Tout à l’heure, Maman est venue frapper à ma porte, en m’appelant Rémi Rémi. Blotti sous mes couvertures comme un moineau frileux, j’écoutais le deuxième trio de mon magicien. Honteux, à la hâte, j’ai coupé ma divine musique, j’ai mis ma robe de chambre, lui ai ouvert. Ses yeux ont fait le tour de ma mansarde, se sont attardés sur le lit, d’une voix tendue elle m’a demandé ce qui se passait, pourquoi je ne sortais plus. Je n’ai pas répondu. Pourquoi moi, qui avais une telle faim de galeries, d’expositions, de bibliothèques, je m’affamais subitement de ces faims-là. J’ai répondu que je n’y pouvais rien, ces faims s’étaient taries. Pourquoi moi, si attaché à des amis si chers, j’avais laissé s’établir un tel glacis autour de moi. J’ai répondu que les liens qui m’attachaient à mes amis devaient être de mauvaise qualité, puisqu’à peine s’étaient-ils étirés qu’ils avaient cassé. Ce qu’il en était des jeunes filles. J’ai répondu que c’était toujours la même histoire, que celle à qui je plaisais ne me plaisait pas, et celle qui me plaisait, je ne lui plaisais pas. Elle m’a dit qu’avec mon physique, mon esprit, ma modestie, ma sensibilité, elle doutait qu’aucune jeune fille me résistât. Je lui ai répondu que la réalité la démentait, puisqu’il en existait une. Il y eut un assez long silence.

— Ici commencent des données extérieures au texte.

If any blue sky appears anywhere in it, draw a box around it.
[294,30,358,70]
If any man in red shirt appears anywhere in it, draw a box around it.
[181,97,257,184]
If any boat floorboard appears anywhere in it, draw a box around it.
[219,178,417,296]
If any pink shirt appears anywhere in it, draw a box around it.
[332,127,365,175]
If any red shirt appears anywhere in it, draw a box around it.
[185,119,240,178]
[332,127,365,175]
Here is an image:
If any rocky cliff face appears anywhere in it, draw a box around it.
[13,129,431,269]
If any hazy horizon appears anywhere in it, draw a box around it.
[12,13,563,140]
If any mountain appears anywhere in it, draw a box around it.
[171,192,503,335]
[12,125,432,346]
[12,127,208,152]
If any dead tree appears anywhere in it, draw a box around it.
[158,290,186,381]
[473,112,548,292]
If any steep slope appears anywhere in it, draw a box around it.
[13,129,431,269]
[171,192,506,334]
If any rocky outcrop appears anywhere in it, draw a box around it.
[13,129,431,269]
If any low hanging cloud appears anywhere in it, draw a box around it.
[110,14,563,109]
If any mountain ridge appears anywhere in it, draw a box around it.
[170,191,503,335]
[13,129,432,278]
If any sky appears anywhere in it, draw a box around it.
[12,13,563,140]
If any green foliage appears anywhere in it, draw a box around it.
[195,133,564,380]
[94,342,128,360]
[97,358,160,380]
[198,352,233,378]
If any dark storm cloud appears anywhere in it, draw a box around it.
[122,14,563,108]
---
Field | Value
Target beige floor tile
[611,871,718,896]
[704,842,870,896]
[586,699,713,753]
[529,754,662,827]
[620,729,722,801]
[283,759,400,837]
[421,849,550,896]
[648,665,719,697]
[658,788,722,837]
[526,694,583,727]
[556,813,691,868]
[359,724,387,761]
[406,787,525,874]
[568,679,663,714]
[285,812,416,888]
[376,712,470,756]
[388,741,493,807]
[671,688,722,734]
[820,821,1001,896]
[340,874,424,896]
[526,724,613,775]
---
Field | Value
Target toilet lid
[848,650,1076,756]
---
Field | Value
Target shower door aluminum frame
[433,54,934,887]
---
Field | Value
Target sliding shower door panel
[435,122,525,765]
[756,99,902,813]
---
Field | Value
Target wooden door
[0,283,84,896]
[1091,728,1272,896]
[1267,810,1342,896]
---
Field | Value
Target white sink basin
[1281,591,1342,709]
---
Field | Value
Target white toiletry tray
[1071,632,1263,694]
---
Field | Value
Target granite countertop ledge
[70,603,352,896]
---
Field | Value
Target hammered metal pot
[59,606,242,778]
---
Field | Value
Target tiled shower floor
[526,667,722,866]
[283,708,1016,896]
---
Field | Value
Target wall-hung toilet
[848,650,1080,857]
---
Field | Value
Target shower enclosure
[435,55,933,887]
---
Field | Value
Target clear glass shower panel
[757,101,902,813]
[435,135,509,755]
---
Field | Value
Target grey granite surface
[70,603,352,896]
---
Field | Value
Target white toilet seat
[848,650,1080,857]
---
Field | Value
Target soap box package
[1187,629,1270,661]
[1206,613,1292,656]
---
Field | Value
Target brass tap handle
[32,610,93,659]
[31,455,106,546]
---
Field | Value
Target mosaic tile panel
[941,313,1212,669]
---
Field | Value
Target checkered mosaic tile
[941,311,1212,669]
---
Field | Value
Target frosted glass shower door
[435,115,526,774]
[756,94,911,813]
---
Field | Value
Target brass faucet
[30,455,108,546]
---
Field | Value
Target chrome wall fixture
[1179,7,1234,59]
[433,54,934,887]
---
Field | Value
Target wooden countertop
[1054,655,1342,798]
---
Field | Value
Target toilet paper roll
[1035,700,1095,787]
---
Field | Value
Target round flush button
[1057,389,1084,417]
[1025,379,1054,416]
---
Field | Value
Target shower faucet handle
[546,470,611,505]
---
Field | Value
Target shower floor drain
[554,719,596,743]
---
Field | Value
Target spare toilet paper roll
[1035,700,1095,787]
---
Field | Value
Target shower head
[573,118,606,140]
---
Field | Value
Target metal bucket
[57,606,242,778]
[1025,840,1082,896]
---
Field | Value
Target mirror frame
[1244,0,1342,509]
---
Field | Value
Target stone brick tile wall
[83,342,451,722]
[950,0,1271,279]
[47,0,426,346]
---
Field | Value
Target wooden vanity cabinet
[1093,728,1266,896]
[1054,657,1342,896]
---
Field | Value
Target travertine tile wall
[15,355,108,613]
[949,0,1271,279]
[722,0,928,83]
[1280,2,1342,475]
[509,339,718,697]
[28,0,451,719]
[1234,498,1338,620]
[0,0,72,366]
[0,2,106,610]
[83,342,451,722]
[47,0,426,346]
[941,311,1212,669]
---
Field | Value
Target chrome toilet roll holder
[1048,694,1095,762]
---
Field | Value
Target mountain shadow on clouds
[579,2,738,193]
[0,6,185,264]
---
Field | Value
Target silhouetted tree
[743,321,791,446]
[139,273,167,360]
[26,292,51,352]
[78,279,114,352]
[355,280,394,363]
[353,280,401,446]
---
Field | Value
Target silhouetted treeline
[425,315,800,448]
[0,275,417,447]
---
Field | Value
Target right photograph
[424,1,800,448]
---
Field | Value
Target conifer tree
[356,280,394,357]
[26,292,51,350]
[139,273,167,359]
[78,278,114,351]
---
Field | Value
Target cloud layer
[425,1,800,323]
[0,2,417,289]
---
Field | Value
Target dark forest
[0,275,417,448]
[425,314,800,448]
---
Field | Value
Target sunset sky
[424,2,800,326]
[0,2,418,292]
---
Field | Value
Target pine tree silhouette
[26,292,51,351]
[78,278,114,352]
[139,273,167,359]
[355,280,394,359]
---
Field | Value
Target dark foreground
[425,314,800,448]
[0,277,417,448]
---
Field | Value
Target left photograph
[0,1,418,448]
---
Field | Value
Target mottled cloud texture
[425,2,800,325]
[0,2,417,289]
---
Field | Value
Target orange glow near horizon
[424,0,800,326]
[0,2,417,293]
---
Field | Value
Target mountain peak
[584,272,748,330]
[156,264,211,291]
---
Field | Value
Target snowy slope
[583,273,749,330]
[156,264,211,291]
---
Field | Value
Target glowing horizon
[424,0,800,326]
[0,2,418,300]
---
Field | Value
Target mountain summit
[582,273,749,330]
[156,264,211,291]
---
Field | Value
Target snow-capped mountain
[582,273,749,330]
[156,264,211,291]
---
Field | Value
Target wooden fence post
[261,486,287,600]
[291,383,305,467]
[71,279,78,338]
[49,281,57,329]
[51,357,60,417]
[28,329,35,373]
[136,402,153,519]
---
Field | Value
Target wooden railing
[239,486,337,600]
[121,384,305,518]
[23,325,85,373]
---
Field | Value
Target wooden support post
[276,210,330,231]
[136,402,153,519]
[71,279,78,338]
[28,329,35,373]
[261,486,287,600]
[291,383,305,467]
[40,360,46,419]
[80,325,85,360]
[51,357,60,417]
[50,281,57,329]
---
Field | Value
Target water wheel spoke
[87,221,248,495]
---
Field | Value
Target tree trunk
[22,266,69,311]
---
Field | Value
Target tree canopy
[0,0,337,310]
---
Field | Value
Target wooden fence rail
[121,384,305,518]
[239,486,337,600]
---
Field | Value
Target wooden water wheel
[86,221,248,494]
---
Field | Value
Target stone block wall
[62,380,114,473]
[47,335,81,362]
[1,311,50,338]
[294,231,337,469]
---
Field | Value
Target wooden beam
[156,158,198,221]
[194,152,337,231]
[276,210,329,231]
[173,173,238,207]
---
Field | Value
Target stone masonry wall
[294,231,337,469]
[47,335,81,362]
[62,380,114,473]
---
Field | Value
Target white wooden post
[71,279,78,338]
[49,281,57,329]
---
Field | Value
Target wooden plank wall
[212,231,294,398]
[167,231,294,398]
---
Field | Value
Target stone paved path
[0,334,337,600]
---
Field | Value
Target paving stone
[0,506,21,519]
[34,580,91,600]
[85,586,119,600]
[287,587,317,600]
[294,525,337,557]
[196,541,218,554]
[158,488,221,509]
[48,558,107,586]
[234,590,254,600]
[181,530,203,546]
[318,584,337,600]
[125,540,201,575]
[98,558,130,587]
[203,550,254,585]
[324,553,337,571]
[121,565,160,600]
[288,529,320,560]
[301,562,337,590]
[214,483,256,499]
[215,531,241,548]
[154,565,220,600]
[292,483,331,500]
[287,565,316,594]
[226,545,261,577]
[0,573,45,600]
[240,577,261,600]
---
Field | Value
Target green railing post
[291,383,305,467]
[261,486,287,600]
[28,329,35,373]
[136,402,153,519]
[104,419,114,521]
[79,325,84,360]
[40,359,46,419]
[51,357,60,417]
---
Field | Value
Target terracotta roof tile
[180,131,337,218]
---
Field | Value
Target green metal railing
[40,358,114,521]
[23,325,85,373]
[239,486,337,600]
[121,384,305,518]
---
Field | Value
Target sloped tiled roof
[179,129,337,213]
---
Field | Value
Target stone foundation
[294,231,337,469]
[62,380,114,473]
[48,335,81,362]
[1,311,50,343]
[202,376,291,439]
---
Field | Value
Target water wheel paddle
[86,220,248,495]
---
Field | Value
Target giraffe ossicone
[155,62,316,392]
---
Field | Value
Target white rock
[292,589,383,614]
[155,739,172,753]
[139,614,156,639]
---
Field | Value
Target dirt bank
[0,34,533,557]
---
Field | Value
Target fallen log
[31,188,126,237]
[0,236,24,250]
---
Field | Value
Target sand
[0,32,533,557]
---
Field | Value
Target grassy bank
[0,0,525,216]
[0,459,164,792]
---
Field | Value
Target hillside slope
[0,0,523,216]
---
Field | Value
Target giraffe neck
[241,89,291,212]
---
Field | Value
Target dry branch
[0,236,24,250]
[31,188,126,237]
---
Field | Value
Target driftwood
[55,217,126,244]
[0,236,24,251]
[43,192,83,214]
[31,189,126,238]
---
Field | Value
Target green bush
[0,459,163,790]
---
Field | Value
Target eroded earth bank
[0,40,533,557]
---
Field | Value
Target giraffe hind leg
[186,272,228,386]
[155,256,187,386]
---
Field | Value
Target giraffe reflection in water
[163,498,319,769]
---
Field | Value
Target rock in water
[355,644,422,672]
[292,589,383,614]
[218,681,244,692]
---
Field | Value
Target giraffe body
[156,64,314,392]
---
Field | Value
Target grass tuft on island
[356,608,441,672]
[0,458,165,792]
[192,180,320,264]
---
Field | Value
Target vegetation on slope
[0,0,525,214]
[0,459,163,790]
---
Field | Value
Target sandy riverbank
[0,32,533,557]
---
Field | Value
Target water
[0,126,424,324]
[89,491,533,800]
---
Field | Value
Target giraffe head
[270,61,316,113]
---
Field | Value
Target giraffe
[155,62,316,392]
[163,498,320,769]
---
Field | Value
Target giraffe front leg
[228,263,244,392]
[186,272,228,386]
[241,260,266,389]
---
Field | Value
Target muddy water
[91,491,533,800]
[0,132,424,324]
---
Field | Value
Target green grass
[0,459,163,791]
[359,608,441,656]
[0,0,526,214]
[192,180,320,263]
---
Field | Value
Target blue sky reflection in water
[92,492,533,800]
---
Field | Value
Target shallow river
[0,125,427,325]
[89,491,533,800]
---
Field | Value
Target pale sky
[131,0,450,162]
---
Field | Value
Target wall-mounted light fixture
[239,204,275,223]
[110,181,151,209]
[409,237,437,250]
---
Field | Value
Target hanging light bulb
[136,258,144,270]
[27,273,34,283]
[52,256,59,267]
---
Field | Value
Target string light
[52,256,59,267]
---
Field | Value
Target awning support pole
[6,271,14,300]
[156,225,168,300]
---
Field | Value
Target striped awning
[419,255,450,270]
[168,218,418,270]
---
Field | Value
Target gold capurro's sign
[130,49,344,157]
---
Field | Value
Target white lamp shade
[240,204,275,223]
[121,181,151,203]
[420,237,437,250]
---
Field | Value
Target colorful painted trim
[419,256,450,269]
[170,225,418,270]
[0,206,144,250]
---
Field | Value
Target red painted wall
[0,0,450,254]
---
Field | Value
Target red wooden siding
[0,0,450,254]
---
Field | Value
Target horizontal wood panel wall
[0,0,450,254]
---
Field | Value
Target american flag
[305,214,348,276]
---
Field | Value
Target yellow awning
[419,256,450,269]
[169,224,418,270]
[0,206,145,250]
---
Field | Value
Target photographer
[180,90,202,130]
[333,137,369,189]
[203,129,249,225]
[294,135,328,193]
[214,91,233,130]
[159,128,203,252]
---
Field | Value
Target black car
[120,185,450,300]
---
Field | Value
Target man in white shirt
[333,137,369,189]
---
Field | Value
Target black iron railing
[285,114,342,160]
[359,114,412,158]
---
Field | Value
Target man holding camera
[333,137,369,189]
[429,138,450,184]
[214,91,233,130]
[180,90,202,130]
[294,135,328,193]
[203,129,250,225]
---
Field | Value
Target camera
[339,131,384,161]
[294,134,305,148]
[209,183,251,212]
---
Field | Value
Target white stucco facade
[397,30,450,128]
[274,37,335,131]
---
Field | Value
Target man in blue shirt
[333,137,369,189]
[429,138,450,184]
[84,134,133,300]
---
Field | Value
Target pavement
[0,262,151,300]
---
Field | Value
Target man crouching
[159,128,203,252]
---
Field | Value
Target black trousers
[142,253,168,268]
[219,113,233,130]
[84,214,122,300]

Se citant elle-même, elle m’a dit qu’elle avait dû bien en rabattre de ses espérances, que ce que la vie lui avait imparti était loin de ce dont elle avait rêvé, mais que s’étant plié à la raison, elle n’était pas plus malheureuse qu’une autre. Elle a ajouté que lorsque je me résoudrais à vivre, je ne tarderais pas à m’apercevoir, que la meilleure des vies à vivre était au mieux la vie passable.
Me voilà plus découragé que jamais.
11 avril.
J’ai pensé, cette nuit, que la seule chose pour laquelle j’aurais aimé m’enflammer, ç’aurait été un art. Je sens que j’en aurais été fou, que je l’aurais pratiqué avec rage. Mais en art, il faut être exceptionnel, ou ne pas être. Plutôt qu’être médiocre, mieux vaut n’être rien.
Personne, Julien, n’a plus de disques et de cassettes des quatre dernières sonates pour piano, des six derniers quatuors, des quintettes, des rondos, des trios, des valses, des impromptus de Schubert que moi : non seulement, j’ai chacune de ces oeuvres jouée par des interprètes différents, mais encore je l’ai, chacune, jouée par le même interprète dans des enregistrements différents, en concert, en studio, pirate, repiqué, ce qui fait que d’une seule œuvre, par le même interprète, j’ai jusqu’à cinq enregistrements différents. Je ne jurerais pas que c’est le plus mauvais enregistrement, qui grince et pleure le plus, que je préfère le moins. Je ne me lasse pas de ce crève-cœur.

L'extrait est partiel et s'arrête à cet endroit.